Le chef de la diplomatie saoudienne : la protection de Jérusalem, clé de tout accord de paix
Le ministre saoudien des Affaires étrangères a souligné à Amman que la préservation de Jérusalem est essentielle à toute paix juste.
L'essentiel
AILe prince Fayçal ben Farhane ben Abdallah, ministre saoudien des Affaires étrangères, a participé ce jour à la réunion ministérielle de soutien à Jérusalem et à ses lieux saints, organisée par le Royaume hachémite de Jordanie.
Au cours de la réunion, le ministre a prononcé une allocution dans laquelle il a remercié la Jordanie pour son invitation et son accueil, exprimant l’estime de l’Arabie saoudite pour le rôle historique joué par le Royaume hachémite dans la préservation des lieux saints islamiques et chrétiens à Jérusalem et la sauvegarde de son identité historique.
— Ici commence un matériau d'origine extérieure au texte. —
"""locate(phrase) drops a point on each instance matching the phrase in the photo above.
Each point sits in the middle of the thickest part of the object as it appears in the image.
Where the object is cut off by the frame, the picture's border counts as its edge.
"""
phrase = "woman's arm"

Il a rappelé la position saoudienne selon laquelle Jérusalem-Est est la capitale de la Palestine, affirmant que toutes les mesures unilatérales, y compris la colonisation et la confiscation des terres, sont nulles et non avenues et ne sauraient créer ni droit ni situation juridique. Il a réitéré le rejet par le Royaume de toute violation visant à modifier le statut juridique et historique de la ville, à en changer l’identité ou le caractère islamique et chrétien, ainsi que de toute tentative d’instrumentaliser la liberté de culte pour justifier des mesures destinées à imposer une nouvelle réalité politique et d’occupation.
Il a déclaré : « La protection de Jérusalem est une condition fondamentale de tout accord de paix juste. Justifier la violence ou y inciter sur la base de revendications religieuses ou idéologiques constitue une grave déviation des valeurs communes aux religions monothéistes et va à l’encontre des principes d’égalité et de dignité humaine. »
Il a ajouté : « Si le Royaume a salué l’annonce du président Donald J. Trump d’avancer vers la deuxième phase du plan de paix global, nous condamnons avec la plus grande fermeté les violations militaires israéliennes dans la bande de Gaza, qui constituent un défi direct à cet accord, sapent la dynamique créée et servent les agendas des opposants cherchant à faire échouer le processus de paix. »
Le ministre a renouvelé l’appel du Royaume à la communauté internationale à assumer ses responsabilités, à prendre des mesures concrètes pour mettre fin aux violations dans la bande de Gaza et en Cisjordanie, protéger les lieux saints, soutenir la résilience du peuple palestinien, rejeter les discours de haine, de suprématie religieuse et raciale, et à tenir pour responsables tous ceux qui incitent à la violence, au terrorisme des colons et à toute pratique compromettant les chances de coexistence et de paix.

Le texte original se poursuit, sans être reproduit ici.